KPMG, Küresel Kadın Liderler Araştırması’nın ikincisini tamamladı. Araştırmaya göre, kadın yöneticiler teknolojik dönüşümü tehditten çok fırsat olarak görüyor ancak önce “İnsana yatırım” diyor. Kadın yöneticilerin geleceğe hazır şirketler oluşturmak için izleyeceği stratejilerin başında iş gücünü modernize etmek geliyor.
KPMG’nin 2019 Küresel Kadın Liderler Araştırması, kadın liderlerin kurumsal liderliğe nasıl baktıkları, dikkatlerini nereye verdikleri ve neyi değiştirmek istedikleri hakkında derin öngörüler sağlıyor. 52 ülkeden, bin 100’ün üzerinde kıdemli kadın yöneticiyle yapılan araştırmada Türkiye’den 41 kadın yönetici yer aldı.

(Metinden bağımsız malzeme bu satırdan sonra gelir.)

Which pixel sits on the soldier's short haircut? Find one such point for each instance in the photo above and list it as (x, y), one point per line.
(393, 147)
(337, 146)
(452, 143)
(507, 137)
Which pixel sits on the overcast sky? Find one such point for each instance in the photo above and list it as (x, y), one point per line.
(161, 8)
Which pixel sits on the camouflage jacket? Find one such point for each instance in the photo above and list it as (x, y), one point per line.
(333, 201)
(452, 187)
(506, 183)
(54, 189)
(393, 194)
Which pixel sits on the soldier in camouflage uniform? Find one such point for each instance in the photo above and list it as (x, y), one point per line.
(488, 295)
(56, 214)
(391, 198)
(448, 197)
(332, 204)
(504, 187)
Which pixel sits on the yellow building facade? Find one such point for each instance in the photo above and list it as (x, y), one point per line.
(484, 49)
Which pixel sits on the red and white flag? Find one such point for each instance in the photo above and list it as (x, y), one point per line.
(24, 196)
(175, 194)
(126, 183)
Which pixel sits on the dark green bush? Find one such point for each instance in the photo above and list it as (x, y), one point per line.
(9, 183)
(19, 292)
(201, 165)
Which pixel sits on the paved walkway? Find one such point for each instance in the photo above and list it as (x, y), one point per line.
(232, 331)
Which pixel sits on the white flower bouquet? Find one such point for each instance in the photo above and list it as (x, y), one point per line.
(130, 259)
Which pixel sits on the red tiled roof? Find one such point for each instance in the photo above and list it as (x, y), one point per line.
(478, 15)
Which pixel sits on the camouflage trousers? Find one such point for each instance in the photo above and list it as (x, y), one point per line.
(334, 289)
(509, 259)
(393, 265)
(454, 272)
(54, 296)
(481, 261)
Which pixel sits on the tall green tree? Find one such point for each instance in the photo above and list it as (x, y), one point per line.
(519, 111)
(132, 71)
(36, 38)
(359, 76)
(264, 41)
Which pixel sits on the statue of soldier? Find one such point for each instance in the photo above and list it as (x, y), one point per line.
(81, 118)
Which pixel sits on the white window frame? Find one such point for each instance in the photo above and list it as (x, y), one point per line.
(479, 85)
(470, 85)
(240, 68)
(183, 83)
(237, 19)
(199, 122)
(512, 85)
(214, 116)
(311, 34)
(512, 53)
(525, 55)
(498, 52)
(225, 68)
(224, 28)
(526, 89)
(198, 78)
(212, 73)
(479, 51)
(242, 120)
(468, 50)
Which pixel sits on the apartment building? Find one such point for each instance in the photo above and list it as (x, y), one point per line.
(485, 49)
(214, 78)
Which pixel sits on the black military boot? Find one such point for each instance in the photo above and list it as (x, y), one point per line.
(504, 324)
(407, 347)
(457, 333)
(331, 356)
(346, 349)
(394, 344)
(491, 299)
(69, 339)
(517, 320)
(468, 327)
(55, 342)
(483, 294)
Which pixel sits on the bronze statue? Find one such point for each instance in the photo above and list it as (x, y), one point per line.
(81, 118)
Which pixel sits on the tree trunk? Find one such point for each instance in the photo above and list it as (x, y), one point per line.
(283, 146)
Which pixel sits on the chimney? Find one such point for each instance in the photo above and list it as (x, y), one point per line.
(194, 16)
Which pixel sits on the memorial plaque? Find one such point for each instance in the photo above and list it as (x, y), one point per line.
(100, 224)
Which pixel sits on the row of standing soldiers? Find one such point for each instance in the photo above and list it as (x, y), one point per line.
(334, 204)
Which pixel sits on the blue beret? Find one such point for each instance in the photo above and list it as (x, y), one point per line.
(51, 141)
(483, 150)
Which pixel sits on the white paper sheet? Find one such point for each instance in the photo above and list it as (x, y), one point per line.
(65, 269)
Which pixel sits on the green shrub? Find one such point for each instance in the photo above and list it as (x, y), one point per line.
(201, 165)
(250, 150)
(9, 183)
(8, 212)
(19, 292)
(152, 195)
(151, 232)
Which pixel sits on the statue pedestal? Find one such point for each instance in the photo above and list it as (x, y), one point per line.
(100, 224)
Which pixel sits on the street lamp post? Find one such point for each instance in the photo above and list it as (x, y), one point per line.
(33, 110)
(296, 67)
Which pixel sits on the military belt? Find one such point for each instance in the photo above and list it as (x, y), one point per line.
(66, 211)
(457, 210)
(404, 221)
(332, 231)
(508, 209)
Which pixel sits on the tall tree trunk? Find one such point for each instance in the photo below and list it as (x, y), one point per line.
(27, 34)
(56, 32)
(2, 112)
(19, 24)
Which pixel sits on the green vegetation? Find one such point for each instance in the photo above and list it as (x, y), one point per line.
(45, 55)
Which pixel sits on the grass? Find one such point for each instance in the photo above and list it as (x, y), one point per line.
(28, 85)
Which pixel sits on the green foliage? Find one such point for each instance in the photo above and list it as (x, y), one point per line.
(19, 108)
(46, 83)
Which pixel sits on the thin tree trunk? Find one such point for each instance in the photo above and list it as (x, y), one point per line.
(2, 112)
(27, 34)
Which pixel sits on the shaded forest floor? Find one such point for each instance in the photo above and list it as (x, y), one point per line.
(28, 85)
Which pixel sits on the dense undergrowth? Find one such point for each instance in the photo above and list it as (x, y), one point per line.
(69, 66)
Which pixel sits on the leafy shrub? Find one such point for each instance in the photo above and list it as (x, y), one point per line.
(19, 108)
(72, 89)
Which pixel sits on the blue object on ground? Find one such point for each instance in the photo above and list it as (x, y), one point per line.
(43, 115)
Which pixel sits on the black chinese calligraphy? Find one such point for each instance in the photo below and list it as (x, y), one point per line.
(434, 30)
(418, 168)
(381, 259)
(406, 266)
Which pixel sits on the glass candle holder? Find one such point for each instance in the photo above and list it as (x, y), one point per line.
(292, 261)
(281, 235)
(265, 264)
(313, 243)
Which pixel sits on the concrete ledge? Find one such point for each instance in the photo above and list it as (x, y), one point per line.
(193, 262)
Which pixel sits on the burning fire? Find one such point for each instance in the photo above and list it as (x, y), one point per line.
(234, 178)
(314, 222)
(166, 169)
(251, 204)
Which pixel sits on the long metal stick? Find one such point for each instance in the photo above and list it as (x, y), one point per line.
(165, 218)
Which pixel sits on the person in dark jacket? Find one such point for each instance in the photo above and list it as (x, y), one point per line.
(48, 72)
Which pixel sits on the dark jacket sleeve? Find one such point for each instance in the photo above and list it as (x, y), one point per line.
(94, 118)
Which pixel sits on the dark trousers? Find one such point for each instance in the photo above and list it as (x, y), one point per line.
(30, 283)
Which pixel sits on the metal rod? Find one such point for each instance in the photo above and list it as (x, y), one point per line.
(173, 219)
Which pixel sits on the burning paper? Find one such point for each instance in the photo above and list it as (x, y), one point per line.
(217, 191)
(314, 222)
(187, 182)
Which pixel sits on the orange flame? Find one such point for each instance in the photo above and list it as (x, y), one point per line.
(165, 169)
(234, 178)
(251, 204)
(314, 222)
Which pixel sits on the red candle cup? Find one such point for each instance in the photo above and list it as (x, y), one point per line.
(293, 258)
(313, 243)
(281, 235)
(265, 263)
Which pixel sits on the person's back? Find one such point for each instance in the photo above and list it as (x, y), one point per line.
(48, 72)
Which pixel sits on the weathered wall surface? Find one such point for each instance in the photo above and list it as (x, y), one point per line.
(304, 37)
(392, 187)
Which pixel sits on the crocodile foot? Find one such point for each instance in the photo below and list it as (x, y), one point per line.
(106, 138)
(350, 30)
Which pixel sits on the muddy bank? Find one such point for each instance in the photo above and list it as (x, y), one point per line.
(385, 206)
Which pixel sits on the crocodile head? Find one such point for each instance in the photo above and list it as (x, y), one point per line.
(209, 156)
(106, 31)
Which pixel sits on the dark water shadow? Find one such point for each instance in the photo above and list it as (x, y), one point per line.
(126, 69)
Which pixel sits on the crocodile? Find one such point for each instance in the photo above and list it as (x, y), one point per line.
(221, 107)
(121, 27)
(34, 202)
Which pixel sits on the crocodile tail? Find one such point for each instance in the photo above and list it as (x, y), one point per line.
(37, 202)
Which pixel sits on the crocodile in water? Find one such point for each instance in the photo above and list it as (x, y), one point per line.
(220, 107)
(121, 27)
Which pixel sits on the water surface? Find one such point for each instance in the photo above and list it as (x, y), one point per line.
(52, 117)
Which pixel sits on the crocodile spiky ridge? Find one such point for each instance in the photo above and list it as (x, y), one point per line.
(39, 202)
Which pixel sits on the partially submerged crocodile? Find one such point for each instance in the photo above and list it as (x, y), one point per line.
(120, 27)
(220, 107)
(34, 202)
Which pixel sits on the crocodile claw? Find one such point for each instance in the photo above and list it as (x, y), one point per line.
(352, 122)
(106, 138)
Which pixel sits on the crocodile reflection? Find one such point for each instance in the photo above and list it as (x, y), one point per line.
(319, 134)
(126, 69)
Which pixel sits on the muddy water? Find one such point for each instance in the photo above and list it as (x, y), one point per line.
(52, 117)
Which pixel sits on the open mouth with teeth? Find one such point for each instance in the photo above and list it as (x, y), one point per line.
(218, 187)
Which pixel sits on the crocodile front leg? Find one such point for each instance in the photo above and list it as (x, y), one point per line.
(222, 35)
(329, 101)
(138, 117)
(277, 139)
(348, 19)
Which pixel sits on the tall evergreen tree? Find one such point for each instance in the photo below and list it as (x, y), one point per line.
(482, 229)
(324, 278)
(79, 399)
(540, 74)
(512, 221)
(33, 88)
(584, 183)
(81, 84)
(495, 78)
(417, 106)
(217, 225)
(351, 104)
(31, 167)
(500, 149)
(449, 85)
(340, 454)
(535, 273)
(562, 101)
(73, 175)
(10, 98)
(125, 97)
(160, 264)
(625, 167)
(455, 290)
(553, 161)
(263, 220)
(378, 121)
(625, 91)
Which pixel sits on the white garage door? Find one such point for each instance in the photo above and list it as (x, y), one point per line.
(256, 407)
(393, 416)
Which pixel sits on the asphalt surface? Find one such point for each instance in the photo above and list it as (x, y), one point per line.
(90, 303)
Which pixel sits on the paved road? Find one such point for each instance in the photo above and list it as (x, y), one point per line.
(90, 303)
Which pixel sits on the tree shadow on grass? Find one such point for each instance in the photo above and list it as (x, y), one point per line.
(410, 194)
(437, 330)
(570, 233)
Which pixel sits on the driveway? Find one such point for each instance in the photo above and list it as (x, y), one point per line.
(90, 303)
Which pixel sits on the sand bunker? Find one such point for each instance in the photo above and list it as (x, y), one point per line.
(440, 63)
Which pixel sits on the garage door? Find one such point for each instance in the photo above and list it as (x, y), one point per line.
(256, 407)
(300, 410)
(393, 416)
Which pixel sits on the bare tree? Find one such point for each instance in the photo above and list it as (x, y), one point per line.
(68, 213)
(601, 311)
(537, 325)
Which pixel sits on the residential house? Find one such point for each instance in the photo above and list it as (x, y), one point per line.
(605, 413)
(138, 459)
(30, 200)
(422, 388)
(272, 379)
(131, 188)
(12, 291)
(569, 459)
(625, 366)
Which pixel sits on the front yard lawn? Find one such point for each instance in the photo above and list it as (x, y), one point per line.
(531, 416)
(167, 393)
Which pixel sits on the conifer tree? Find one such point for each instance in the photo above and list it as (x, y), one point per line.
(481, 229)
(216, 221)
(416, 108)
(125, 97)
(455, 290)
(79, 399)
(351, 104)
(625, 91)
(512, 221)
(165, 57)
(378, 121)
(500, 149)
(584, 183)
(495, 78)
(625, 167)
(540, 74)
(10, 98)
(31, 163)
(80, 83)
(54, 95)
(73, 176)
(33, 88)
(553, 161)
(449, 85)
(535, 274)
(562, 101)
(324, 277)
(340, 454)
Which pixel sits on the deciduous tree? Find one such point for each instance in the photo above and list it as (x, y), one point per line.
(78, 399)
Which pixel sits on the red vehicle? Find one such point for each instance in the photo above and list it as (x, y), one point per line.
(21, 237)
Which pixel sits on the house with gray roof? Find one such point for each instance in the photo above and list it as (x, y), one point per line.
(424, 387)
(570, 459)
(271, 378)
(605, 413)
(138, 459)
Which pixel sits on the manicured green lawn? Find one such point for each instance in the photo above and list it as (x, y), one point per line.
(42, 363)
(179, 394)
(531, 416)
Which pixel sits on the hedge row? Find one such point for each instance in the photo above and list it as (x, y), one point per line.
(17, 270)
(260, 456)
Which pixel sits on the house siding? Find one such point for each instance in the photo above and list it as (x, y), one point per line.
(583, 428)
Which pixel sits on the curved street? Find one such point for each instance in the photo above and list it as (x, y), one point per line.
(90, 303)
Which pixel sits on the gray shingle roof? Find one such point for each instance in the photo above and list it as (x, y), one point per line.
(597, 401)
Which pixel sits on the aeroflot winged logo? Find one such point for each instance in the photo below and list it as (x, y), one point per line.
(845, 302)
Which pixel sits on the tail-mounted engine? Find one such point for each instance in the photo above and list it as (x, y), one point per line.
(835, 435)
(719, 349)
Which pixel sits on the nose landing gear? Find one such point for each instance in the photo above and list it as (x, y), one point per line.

Araştırmayı değerlendiren KPMG Türkiye Denetim Bölüm Başkanı, Toplumsal Cinsiyet Eşitliği ve Çeşitlilik Lideri Nesrin Tuncer, “Kadın yöneticilerin yarısından fazla iş hayatında hâlâ cinsiyetçi kalıplarla mücadele ediyor. Kadın yöneticiler arasında şirket organizasyonlarının cinsiyet eşitliği yolunda sonraki adımları atmaya devam etmelerini sağlamak amacıyla büyük sorumluluk üstlenmesi gerektiğine inananların oranı yüksek. Kadın yöneticilerin yüzde 38’i, cinsiyet ayrımının olmadığı eğitim ve öğretim programlarını cinsiyet eşitliği mücadelesinde önemli faktörler olarak görüyor. Yüzde 20’si, kadınlar için resmi destek programlarının kadınları yönetici pozisyonlarına getirmeye yardımcı olacağına inanıyor. Eşit ücret konusunda da hâlâ engeller var. Kadın yöneticilerin yüzde 40’ı şirketlerindeki maaş yapılarını biliyor. Ancak yüzde 37’si bu bilginin şeffaf olmadığını düşünüyor” dedi.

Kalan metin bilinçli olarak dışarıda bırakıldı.